On this site, people are incredibly liberal with voting: almost all answers that are remotely related to the question are upvoted, and any downvoting is called into question as being rude, mean, or uncouth. If you want to follow etiquette, you should upvote all the answers.
However, your own personal preference in how you vote isn't going to make or break a person's reputation total. So feel free to ignore the etiquette and follow the overarching principle of upvote answers you think are useful, downvote answers you think are not useful. Of course, only you can tell what's useful to you. If answers duplicating already perfectly suitable answers are useless to you, downvote without pity, or remorse, or fear and upvote only those answers you personally found of use.
To give you my own criteria in the situation you're describing:
I know that a lot of times, even so-called "subjective" questions really only have one real answer that people understand in slightly different ways.

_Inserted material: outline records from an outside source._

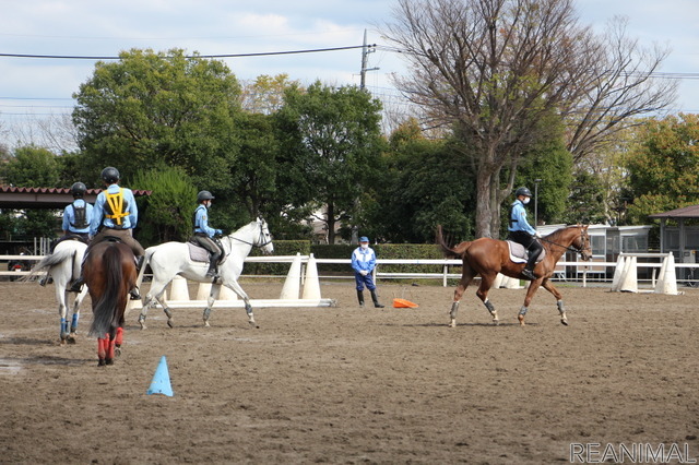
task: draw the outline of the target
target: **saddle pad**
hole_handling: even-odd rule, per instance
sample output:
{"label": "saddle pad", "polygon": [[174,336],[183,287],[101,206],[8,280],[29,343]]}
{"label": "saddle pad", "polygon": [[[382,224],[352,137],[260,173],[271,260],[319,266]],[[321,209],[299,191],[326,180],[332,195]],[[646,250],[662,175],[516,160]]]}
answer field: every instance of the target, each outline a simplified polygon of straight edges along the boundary
{"label": "saddle pad", "polygon": [[[526,250],[524,250],[524,246],[519,242],[513,242],[511,240],[506,240],[507,245],[510,247],[510,260],[514,263],[526,263]],[[538,254],[536,259],[536,263],[544,260],[546,257],[546,249],[542,250],[542,253]]]}
{"label": "saddle pad", "polygon": [[209,263],[209,250],[203,247],[196,246],[191,242],[187,242],[189,247],[189,258],[192,262],[205,262]]}

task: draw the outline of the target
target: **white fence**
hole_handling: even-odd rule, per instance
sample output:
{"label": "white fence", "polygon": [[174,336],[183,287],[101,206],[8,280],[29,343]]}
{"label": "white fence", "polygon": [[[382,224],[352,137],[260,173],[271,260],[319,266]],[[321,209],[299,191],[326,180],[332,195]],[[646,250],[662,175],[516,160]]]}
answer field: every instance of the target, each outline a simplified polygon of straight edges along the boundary
{"label": "white fence", "polygon": [[[644,254],[636,254],[637,257],[643,257]],[[648,254],[649,257],[656,257],[657,254]],[[44,255],[0,255],[0,263],[7,263],[10,261],[38,261],[42,260]],[[296,255],[271,255],[271,257],[248,257],[245,261],[247,263],[292,263],[296,259]],[[308,255],[301,255],[304,263],[308,260]],[[323,279],[352,279],[353,274],[351,273],[351,263],[350,259],[316,259],[316,263],[330,263],[330,264],[344,264],[347,266],[347,274],[343,276],[319,276]],[[381,265],[395,265],[395,264],[410,264],[410,265],[441,265],[441,273],[389,273],[382,272]],[[582,283],[583,286],[587,286],[588,283],[599,282],[599,283],[611,283],[612,278],[606,277],[607,269],[615,269],[617,266],[617,262],[558,262],[556,265],[556,274],[554,275],[554,281],[566,281],[573,283]],[[655,285],[655,281],[657,278],[662,263],[637,263],[639,269],[650,269],[651,277],[645,279],[639,279],[639,284],[647,284],[650,286]],[[574,270],[572,273],[572,277],[566,276],[566,270],[570,271],[570,269]],[[675,273],[678,274],[677,270],[682,269],[690,269],[696,270],[699,269],[699,264],[697,263],[676,263],[675,264]],[[0,276],[22,276],[26,275],[28,272],[12,272],[0,270]],[[682,274],[684,276],[684,273]],[[305,273],[301,272],[301,277],[305,276]],[[601,277],[605,276],[605,277]],[[270,277],[270,276],[253,276],[246,275],[244,277],[256,278],[256,277]],[[284,277],[284,276],[276,276]],[[378,259],[377,267],[375,270],[375,277],[378,279],[440,279],[443,286],[447,286],[448,279],[458,279],[461,277],[461,260],[427,260],[427,259],[417,259],[417,260],[390,260],[390,259]],[[699,277],[697,279],[687,279],[687,278],[678,278],[678,283],[684,283],[688,285],[696,286],[699,284]]]}

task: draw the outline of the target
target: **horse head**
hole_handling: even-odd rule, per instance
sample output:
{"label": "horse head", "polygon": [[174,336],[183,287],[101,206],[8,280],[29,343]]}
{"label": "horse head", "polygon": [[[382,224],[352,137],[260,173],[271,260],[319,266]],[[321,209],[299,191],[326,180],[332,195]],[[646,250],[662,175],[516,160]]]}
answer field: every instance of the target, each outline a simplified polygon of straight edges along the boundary
{"label": "horse head", "polygon": [[576,228],[580,234],[573,239],[572,247],[578,250],[583,261],[592,259],[592,246],[590,245],[590,235],[588,234],[589,225],[578,225]]}
{"label": "horse head", "polygon": [[260,235],[258,236],[254,246],[262,249],[262,252],[265,254],[271,254],[274,252],[274,245],[272,243],[272,235],[270,234],[270,228],[266,224],[266,220],[261,216],[257,219],[258,228],[260,229]]}

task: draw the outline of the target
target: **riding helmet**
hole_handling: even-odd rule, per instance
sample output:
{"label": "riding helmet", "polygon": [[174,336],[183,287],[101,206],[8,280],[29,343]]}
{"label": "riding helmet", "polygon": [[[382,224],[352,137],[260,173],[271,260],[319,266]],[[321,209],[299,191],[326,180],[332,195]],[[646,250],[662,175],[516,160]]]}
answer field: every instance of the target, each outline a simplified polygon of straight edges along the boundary
{"label": "riding helmet", "polygon": [[197,194],[197,203],[202,203],[205,200],[214,200],[215,196],[211,194],[209,191],[201,191]]}
{"label": "riding helmet", "polygon": [[119,180],[119,178],[120,178],[119,170],[112,166],[108,166],[102,170],[102,179],[105,182],[109,182],[110,184],[114,184]]}
{"label": "riding helmet", "polygon": [[75,182],[70,187],[70,192],[73,194],[73,199],[82,199],[83,196],[85,196],[86,190],[87,187],[82,182]]}
{"label": "riding helmet", "polygon": [[532,191],[526,188],[519,188],[517,191],[514,191],[514,196],[518,198],[520,195],[532,196]]}

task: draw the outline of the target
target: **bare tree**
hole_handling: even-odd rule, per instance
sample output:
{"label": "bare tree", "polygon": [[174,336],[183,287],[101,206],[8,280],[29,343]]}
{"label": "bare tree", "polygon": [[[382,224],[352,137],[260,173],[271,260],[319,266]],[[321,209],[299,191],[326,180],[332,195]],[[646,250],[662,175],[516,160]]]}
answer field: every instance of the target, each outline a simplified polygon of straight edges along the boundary
{"label": "bare tree", "polygon": [[[412,64],[396,84],[427,121],[449,126],[475,148],[479,237],[497,236],[499,206],[512,191],[520,156],[546,118],[578,115],[577,127],[589,130],[572,135],[570,146],[584,153],[605,133],[600,123],[611,121],[600,108],[618,95],[609,64],[630,81],[640,79],[624,72],[631,64],[619,60],[623,52],[609,53],[578,24],[572,0],[399,0],[393,17],[383,35]],[[595,110],[590,102],[597,100]],[[626,105],[638,107],[632,98]]]}

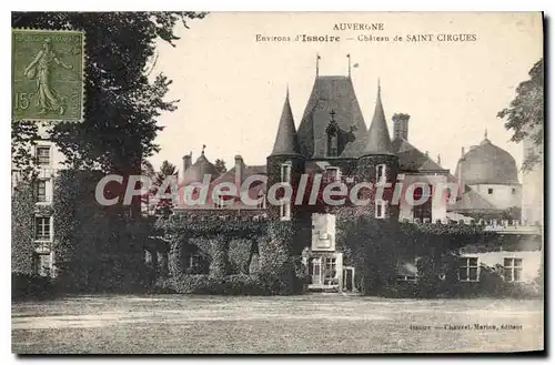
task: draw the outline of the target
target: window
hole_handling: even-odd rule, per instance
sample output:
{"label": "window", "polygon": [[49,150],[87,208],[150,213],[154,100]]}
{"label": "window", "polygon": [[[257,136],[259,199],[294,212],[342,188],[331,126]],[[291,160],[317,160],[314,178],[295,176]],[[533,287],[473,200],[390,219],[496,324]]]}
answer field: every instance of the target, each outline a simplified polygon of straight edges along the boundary
{"label": "window", "polygon": [[325,168],[325,181],[326,182],[341,181],[340,168],[335,168],[335,166]]}
{"label": "window", "polygon": [[522,258],[505,258],[503,261],[503,276],[505,282],[522,281]]}
{"label": "window", "polygon": [[375,211],[376,219],[385,219],[386,210],[387,210],[387,203],[384,202],[383,200],[376,200],[375,210],[376,210]]}
{"label": "window", "polygon": [[266,209],[266,197],[265,197],[265,193],[262,190],[259,192],[258,199],[260,201],[256,203],[256,207],[258,209]]}
{"label": "window", "polygon": [[50,241],[50,217],[37,216],[34,219],[34,240]]}
{"label": "window", "polygon": [[324,285],[333,285],[336,283],[336,261],[335,257],[326,257],[324,265]]}
{"label": "window", "polygon": [[430,185],[430,195],[424,196],[424,190],[422,186],[416,186],[414,189],[413,197],[415,202],[420,202],[420,200],[426,197],[423,204],[413,206],[413,217],[420,219],[424,221],[425,219],[432,220],[432,196],[433,196],[433,186]]}
{"label": "window", "polygon": [[478,257],[458,258],[458,280],[461,282],[478,281]]}
{"label": "window", "polygon": [[327,156],[330,158],[337,156],[337,133],[327,134]]}
{"label": "window", "polygon": [[281,182],[291,183],[291,163],[281,165]]}
{"label": "window", "polygon": [[397,282],[415,282],[417,280],[414,275],[397,275]]}
{"label": "window", "polygon": [[387,169],[384,164],[376,166],[376,183],[385,183],[387,182]]}
{"label": "window", "polygon": [[282,221],[291,220],[291,202],[285,202],[283,205],[280,205],[280,219]]}
{"label": "window", "polygon": [[312,284],[322,284],[322,258],[313,257],[309,262],[309,271],[312,275]]}
{"label": "window", "polygon": [[223,195],[218,195],[214,200],[214,207],[222,209],[225,207],[225,204],[223,202]]}
{"label": "window", "polygon": [[325,133],[327,134],[327,156],[336,158],[339,153],[339,132],[340,128],[337,122],[335,121],[335,112],[332,110],[330,112],[330,124],[325,129]]}
{"label": "window", "polygon": [[189,254],[184,261],[186,268],[195,268],[201,264],[201,256],[199,254]]}
{"label": "window", "polygon": [[49,146],[38,146],[37,148],[37,163],[40,166],[50,164],[50,148]]}
{"label": "window", "polygon": [[39,180],[37,182],[37,202],[43,203],[47,201],[47,181]]}

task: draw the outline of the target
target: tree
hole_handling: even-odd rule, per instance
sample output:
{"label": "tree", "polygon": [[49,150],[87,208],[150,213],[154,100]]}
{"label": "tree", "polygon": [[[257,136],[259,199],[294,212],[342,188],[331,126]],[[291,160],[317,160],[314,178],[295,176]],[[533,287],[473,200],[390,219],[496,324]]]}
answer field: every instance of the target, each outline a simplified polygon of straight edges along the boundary
{"label": "tree", "polygon": [[506,119],[505,128],[513,131],[513,142],[529,139],[536,146],[527,151],[523,171],[529,171],[543,162],[544,60],[537,61],[528,74],[529,80],[516,88],[516,97],[509,107],[497,113],[498,118]]}
{"label": "tree", "polygon": [[214,168],[215,168],[215,170],[216,170],[220,174],[222,174],[222,173],[224,173],[225,171],[228,171],[228,168],[225,168],[225,161],[220,160],[220,159],[216,159],[216,160],[214,161]]}
{"label": "tree", "polygon": [[[13,12],[12,27],[83,30],[85,32],[84,121],[58,123],[50,138],[65,164],[123,175],[139,174],[141,161],[160,150],[154,139],[157,118],[175,110],[164,95],[171,84],[163,74],[149,79],[155,41],[178,39],[181,20],[203,18],[195,12]],[[20,166],[32,166],[22,153],[36,140],[36,125],[12,122],[12,154]],[[21,168],[22,169],[22,168]]]}

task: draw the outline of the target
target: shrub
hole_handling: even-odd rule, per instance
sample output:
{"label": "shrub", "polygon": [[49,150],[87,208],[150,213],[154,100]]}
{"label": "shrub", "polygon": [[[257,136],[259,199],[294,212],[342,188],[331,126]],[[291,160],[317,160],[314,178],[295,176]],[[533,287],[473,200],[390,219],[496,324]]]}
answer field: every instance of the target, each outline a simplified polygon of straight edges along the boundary
{"label": "shrub", "polygon": [[303,282],[294,277],[290,283],[286,278],[271,274],[255,275],[179,275],[160,278],[155,292],[180,294],[212,295],[291,295],[303,291]]}
{"label": "shrub", "polygon": [[12,300],[46,298],[53,295],[54,285],[50,277],[20,272],[11,273]]}

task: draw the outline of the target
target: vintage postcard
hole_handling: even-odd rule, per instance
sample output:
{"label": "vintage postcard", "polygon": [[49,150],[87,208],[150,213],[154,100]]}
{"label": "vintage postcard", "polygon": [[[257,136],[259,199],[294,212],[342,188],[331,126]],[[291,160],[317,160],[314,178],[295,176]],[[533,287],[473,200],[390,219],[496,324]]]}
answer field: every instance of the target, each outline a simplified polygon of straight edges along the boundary
{"label": "vintage postcard", "polygon": [[11,19],[13,353],[544,351],[543,13]]}

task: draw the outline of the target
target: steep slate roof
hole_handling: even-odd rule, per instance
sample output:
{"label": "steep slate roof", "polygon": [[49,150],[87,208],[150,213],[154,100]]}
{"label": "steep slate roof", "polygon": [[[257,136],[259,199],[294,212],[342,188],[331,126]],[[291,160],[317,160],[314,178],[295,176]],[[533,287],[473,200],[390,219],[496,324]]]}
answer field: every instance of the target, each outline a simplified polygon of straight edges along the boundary
{"label": "steep slate roof", "polygon": [[404,139],[395,139],[392,151],[398,156],[398,166],[404,171],[446,170]]}
{"label": "steep slate roof", "polygon": [[366,124],[356,100],[353,82],[349,77],[316,77],[312,93],[299,125],[301,153],[306,158],[326,158],[326,128],[330,112],[335,112],[335,121],[341,130],[354,128],[354,141],[347,142],[339,158],[357,158],[364,146]]}
{"label": "steep slate roof", "polygon": [[281,113],[280,125],[278,126],[278,134],[275,135],[274,149],[271,155],[290,155],[300,153],[301,149],[299,146],[293,113],[291,112],[287,89],[285,102],[283,103],[283,111]]}
{"label": "steep slate roof", "polygon": [[196,162],[183,173],[181,184],[186,185],[191,182],[202,182],[204,174],[211,175],[211,180],[220,175],[215,166],[206,159],[203,151],[199,159],[196,159]]}
{"label": "steep slate roof", "polygon": [[382,105],[380,84],[377,85],[374,116],[372,118],[372,123],[370,124],[366,145],[362,151],[362,155],[367,154],[393,154],[390,131],[387,130],[387,122],[385,121],[385,113]]}

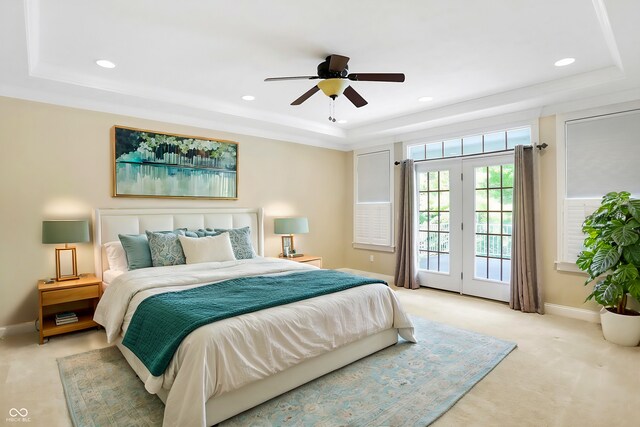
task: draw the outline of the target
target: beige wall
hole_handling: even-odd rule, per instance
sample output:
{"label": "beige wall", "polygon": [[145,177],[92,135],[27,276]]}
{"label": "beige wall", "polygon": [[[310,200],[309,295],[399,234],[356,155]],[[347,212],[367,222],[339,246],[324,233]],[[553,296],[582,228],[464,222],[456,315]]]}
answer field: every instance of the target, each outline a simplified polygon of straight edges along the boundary
{"label": "beige wall", "polygon": [[[556,118],[555,116],[543,117],[539,120],[540,141],[549,144],[549,147],[540,153],[540,255],[541,255],[541,283],[544,290],[544,300],[547,303],[559,304],[576,308],[598,310],[597,304],[584,303],[589,294],[587,287],[582,286],[583,274],[567,273],[557,271],[555,268],[556,245],[557,245],[557,179],[556,179]],[[402,144],[395,145],[396,159],[404,158]],[[348,164],[349,185],[353,188],[353,153],[351,153]],[[399,194],[399,168],[395,170],[396,187],[396,211]],[[347,233],[351,239],[353,236],[353,192],[347,195],[349,199],[348,209],[350,212],[347,223]],[[396,214],[397,219],[397,214]],[[346,249],[346,265],[350,268],[372,271],[380,274],[393,276],[395,268],[395,254],[386,252],[375,252],[361,249],[353,249],[351,240]],[[374,262],[369,261],[369,256],[374,256]]]}
{"label": "beige wall", "polygon": [[[239,199],[111,197],[114,124],[239,142]],[[310,233],[296,236],[297,249],[343,266],[348,153],[1,97],[0,147],[0,327],[34,320],[36,281],[55,275],[55,245],[41,243],[42,220],[89,219],[95,208],[262,206],[267,256],[280,248],[273,218],[304,215]],[[93,271],[91,244],[78,245],[78,264]]]}
{"label": "beige wall", "polygon": [[[109,131],[114,124],[239,142],[239,199],[111,197]],[[593,303],[583,304],[588,294],[584,276],[555,269],[555,116],[540,119],[539,125],[540,141],[549,144],[540,156],[545,301],[596,310]],[[97,207],[262,206],[267,256],[276,255],[280,247],[273,218],[305,215],[310,233],[296,236],[299,250],[323,256],[329,268],[390,276],[394,272],[395,254],[352,248],[353,153],[1,97],[0,147],[5,234],[0,246],[0,327],[35,319],[35,282],[55,274],[54,246],[40,243],[42,220],[90,218]],[[395,156],[403,157],[401,143],[395,144]],[[398,168],[395,178],[397,189]],[[396,191],[396,206],[397,198]],[[78,263],[81,272],[93,271],[91,244],[78,245]]]}
{"label": "beige wall", "polygon": [[544,300],[547,303],[582,309],[598,310],[594,302],[584,303],[589,288],[583,286],[586,275],[557,271],[557,144],[556,117],[543,117],[539,121],[540,142],[549,146],[540,153],[540,256]]}
{"label": "beige wall", "polygon": [[[394,145],[394,159],[402,159],[402,143],[398,142]],[[392,252],[378,252],[365,249],[353,248],[353,202],[354,202],[354,170],[353,170],[353,151],[349,153],[347,159],[347,185],[351,189],[347,194],[348,200],[348,218],[346,223],[346,241],[345,241],[345,265],[349,268],[362,271],[370,271],[372,273],[385,274],[393,276],[396,265],[396,254]],[[400,168],[396,166],[394,168],[394,209],[397,212],[398,199],[400,195],[399,191],[400,181]],[[396,223],[395,229],[397,230],[397,214],[394,217]],[[373,256],[373,262],[369,260],[369,257]]]}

It's possible that people act in bad faith when answering (hoping you won't see they just duplicated an earlier answer for quick rep points), but I think most people are thinking that their answer is truly novel because it's not an exact copy-and-paste of an earlier answer.
Because of that, I tend to upvote the answers in which people explain their positions well. This dovetails nicely into the Six Subjective Guidelines which encourage questions to invite long answers that share reasons, experiences, and facts. It's not simply enough that one answers a question: we get enough answers already. For an answer to be useful here, it needs to provide more.
So if a person says something first but provides no detail, and a second person provides the same answer cogently (that is, they provided useful reasons why one ought to believe the answer is true), I'll always upvote the second person and I'll tend to downvote the first person.
If, however, the first person gave a really useful answer and the second person didn't provide any new insights to the answer, I'll upvote the first and downvote the second as the second isn't useful.
If both people have the same answer, but provide really great and different reasons for arriving at that answer, I'll upvote them both. Finally, if both answers lack any explanation, I'll downvote them both.